'What They Had' is love poem to director's hometown, Chicago

ByMarsha Jordan WLS logo
Friday, October 19, 2018
'What They Had' is love poem to director's hometown, Chicago
"What They Had" is a new movie that opens here in Chicago next week, where it was filmed. The performers, including Hilary Swank, are getting rave reviews.

CHICAGO (WLS) -- "What They Had" is a new movie that opens here in Chicago next week, where it was filmed. The performers, including Hilary Swank, are getting rave reviews.

Director Elizabeth Chomko spoke with ABC7 Eyewitness News about why it was so important to make this movie in her hometown.

Swank plays a woman who comes back home to Chicago because her mother's dementia is getting out of control. William Forster plays her dad, who refuses to put his wife in a nursing home.

He and Chomko were just in town, where this story happened to her own grandmother.

"Our family dealt with it with laughter. That surprised me. That was always a big part of our fabric - our family fabric - and I thought we would lose it, that nothing would really be funny anymore, but it wasn't that way," Chomko said.

"The biggest surprise about this movie is that there are not only tears, which we would expect, but there are laughs. This is the balance that makes a movie good for 100 years," Forster said.

He usually plays bad guys - people who are kind of cranky.

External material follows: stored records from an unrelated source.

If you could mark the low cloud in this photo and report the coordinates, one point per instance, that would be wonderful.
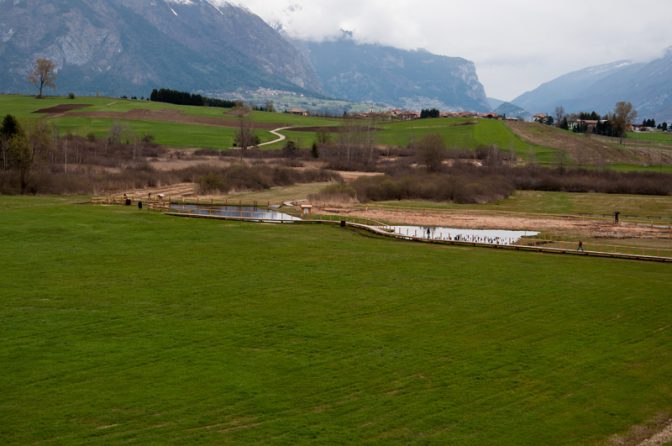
(516, 44)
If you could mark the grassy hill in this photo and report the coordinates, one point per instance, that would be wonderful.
(215, 128)
(125, 326)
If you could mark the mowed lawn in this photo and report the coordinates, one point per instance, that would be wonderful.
(124, 326)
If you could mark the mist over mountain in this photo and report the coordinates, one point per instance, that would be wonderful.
(131, 46)
(412, 79)
(647, 85)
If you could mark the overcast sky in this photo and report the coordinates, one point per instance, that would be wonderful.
(516, 44)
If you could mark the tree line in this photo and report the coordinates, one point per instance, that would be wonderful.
(183, 98)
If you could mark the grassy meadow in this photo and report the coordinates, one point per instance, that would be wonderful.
(124, 326)
(459, 134)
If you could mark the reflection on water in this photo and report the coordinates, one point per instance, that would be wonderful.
(487, 236)
(248, 213)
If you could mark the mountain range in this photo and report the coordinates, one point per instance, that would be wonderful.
(412, 79)
(647, 85)
(129, 47)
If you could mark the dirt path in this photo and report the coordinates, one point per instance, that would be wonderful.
(176, 116)
(277, 133)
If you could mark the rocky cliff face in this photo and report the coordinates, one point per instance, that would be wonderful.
(131, 46)
(413, 79)
(647, 85)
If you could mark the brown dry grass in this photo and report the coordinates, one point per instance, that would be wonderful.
(590, 149)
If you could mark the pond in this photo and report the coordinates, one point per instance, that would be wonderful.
(487, 236)
(248, 213)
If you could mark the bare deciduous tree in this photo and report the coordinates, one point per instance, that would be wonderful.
(43, 75)
(622, 118)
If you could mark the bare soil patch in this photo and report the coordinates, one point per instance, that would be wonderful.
(176, 116)
(589, 149)
(334, 129)
(656, 433)
(575, 225)
(62, 108)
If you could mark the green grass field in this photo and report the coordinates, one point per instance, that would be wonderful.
(455, 135)
(122, 326)
(651, 136)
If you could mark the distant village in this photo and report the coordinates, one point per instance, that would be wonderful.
(409, 115)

"I got caught for 13 years playing bad guys. But I started out as a good guy and then I did a picture called, 'Delta Force,' where I was a bad guy, and I didn't get out of it until 'Jackie Brown.' Quentin Tarantino gave me a good guy part. From that point until now, I've been a moderately good guy," Forster said.

Chicago's own Michael Shannon plays Swank's brother. He's another hometown touchstone for the director.

"I was really firm. I just wanted - I wanted it to feel super grounded and real and authentic. I thought that was the key to the tone, trying to nail that laughter through tears. So it was essential for me that the authenticity of Chicago was here. I was dying to celebrate the city that I love, it was like a love poem to my home town," Chomko said.